Хотя мне и казалось, что я очнулся почти сразу же после взрыва, на самом деле прошло больше двадцати четырех часов, прежде чем я вернулся к жизни. И только к вечеру следующего дня я смог с трудом дойти на подгибающихся ногах до соседней комнаты и горестно взглянуть на простой сосновый гроб, содержавший в себе останки одного из самых замечательных людей, каких когда-либо знал этот мир.

С того самого момента, как ко мне вернулось сознание, я думал об одном: отомстить за смерть Пуаро, начать безжалостную охоту на Большую Четверку.

Я был уверен, что доктор Риджвэй придерживается той же идеи, однако, к моему удивлению, добрый целитель оказался куда как равнодушен к ней.

– Возвращайтесь в Южную Америку, – таков был его совет, повторяемый при каждом удобном случае. Я спросил, почему он считает попытку мести бессмысленной. И со всей присущей ему вежливостью и мягкостью доктор пояснил: если уж Пуаро, неподражаемый, великий Пуаро потерпел неудачу, что может сделать обычный человек вроде меня?

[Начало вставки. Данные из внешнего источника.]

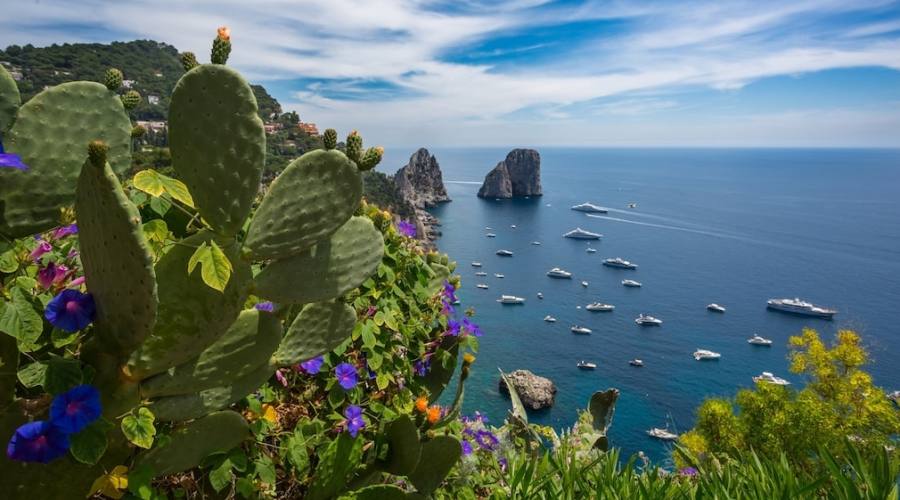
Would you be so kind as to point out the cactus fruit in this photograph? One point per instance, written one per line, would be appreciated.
(113, 79)
(329, 138)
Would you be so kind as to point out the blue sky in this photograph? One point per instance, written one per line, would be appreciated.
(534, 72)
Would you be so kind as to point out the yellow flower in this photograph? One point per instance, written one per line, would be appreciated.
(112, 485)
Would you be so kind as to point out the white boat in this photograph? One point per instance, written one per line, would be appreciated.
(647, 320)
(559, 273)
(757, 340)
(663, 434)
(797, 306)
(589, 208)
(581, 234)
(704, 354)
(510, 299)
(770, 378)
(620, 263)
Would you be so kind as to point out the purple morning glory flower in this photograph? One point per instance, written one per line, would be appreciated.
(407, 229)
(74, 409)
(71, 310)
(265, 306)
(346, 375)
(312, 366)
(355, 422)
(38, 441)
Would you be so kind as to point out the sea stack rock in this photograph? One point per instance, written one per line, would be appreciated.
(516, 176)
(535, 392)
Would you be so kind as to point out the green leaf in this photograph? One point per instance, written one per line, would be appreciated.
(20, 319)
(89, 445)
(139, 429)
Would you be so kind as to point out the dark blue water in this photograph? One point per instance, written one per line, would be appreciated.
(736, 227)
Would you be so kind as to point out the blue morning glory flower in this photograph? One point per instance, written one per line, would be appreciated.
(71, 310)
(38, 441)
(75, 409)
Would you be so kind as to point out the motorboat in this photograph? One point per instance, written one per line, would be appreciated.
(620, 263)
(589, 208)
(581, 234)
(770, 378)
(559, 273)
(704, 354)
(758, 340)
(797, 306)
(647, 320)
(663, 434)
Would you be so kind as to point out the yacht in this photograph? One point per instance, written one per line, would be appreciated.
(559, 273)
(701, 354)
(589, 208)
(797, 306)
(647, 320)
(581, 234)
(620, 263)
(770, 378)
(663, 434)
(757, 340)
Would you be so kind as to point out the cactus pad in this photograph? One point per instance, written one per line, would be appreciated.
(215, 433)
(308, 202)
(218, 143)
(327, 270)
(239, 351)
(191, 315)
(50, 135)
(117, 260)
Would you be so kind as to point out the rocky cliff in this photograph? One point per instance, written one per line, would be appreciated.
(516, 176)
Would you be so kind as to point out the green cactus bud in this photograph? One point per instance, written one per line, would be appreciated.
(189, 61)
(371, 159)
(330, 138)
(131, 99)
(354, 146)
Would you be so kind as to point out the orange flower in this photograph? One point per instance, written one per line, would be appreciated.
(434, 413)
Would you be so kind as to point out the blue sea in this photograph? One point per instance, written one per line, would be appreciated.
(732, 226)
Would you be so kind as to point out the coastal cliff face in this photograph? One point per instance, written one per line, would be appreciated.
(516, 176)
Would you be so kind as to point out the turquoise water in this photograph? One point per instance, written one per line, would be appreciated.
(736, 227)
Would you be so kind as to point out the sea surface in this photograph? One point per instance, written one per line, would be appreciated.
(732, 226)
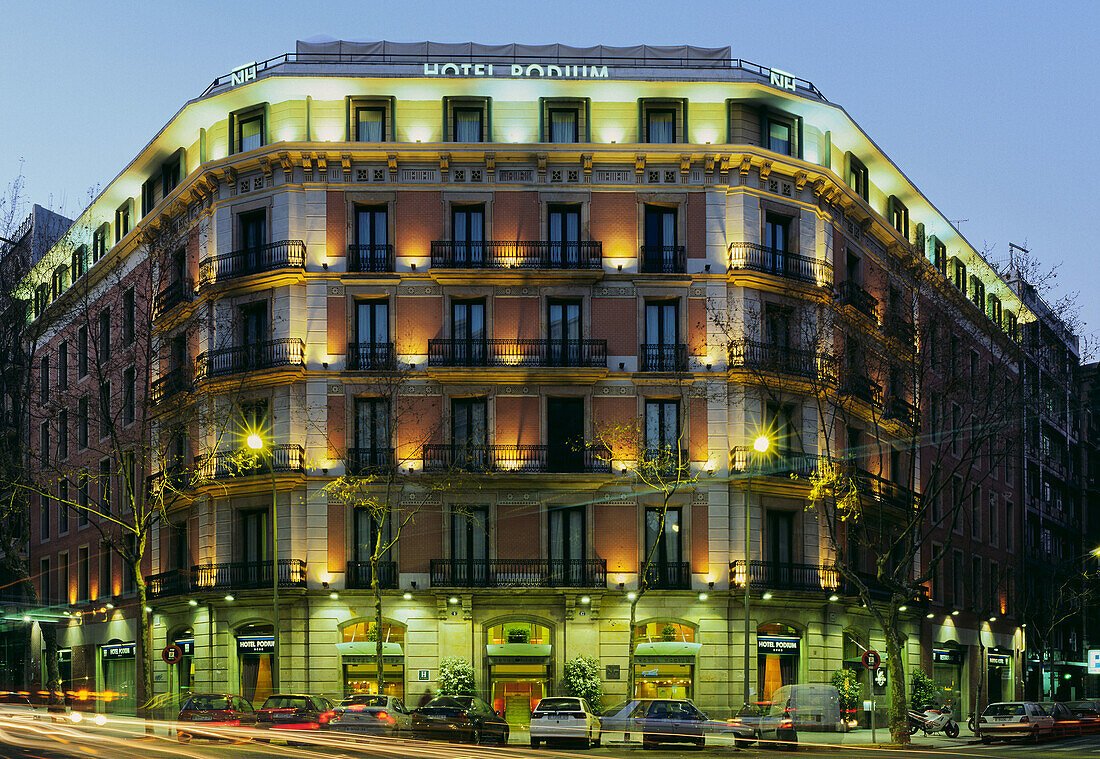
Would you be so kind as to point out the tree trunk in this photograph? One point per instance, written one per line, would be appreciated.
(899, 707)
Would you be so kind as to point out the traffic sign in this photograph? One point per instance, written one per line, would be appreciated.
(871, 659)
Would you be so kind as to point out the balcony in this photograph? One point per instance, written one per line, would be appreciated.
(177, 293)
(367, 461)
(901, 410)
(749, 256)
(246, 462)
(370, 259)
(517, 353)
(663, 260)
(243, 575)
(167, 385)
(859, 299)
(518, 573)
(796, 362)
(856, 385)
(776, 464)
(270, 257)
(372, 356)
(662, 358)
(359, 575)
(585, 254)
(519, 459)
(669, 575)
(270, 354)
(773, 575)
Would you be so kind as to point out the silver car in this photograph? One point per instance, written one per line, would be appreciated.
(371, 715)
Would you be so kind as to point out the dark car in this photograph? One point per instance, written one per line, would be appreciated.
(371, 714)
(213, 715)
(460, 717)
(295, 712)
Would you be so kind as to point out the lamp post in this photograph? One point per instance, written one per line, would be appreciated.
(759, 446)
(256, 443)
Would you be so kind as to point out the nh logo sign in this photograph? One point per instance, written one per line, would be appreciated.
(248, 73)
(782, 79)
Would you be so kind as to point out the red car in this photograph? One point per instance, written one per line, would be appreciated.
(212, 715)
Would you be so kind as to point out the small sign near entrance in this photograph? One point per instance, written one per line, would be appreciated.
(871, 659)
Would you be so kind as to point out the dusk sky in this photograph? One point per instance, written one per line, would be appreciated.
(985, 106)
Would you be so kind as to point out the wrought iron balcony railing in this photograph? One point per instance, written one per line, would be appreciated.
(751, 256)
(270, 257)
(371, 259)
(177, 293)
(372, 356)
(240, 575)
(585, 254)
(364, 461)
(477, 458)
(167, 385)
(669, 575)
(663, 260)
(796, 362)
(858, 298)
(518, 573)
(662, 358)
(525, 353)
(245, 462)
(776, 463)
(270, 354)
(777, 575)
(358, 575)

Но я стоял на своем. Если оставить в стороне вопрос о том, обладал ли я достаточной квалификацией для подобного дела (и между прочим, замечу, что я далеко не полностью был согласен с его точкой зрения по этому поводу), я, в конце-то концов, так долго работал с Пуаро, что полностью постиг его методы и чувствовал себя способным продолжить расследование с того места, на котором остановился Пуаро; и вообще для меня это стало вопросом чести. Моего друга подло убили. Мог ли я спокойно вернуться в Южную Америку, не сделав хотя бы попытки поставить убийц перед судом?

Я объяснил все это и многое другое доктору Риджвэю, который выслушал меня с полным вниманием.

– И тем не менее, – сказал он, когда я умолк, – мой совет остается прежним. Я искренне убежден, что и сам мсье Пуаро, будь он здесь, настаивал бы на вашем возвращении. И я умоляю вас, Гастингс, – умоляю его именем – оставить эти безумные идеи и вернуться на ваше ранчо.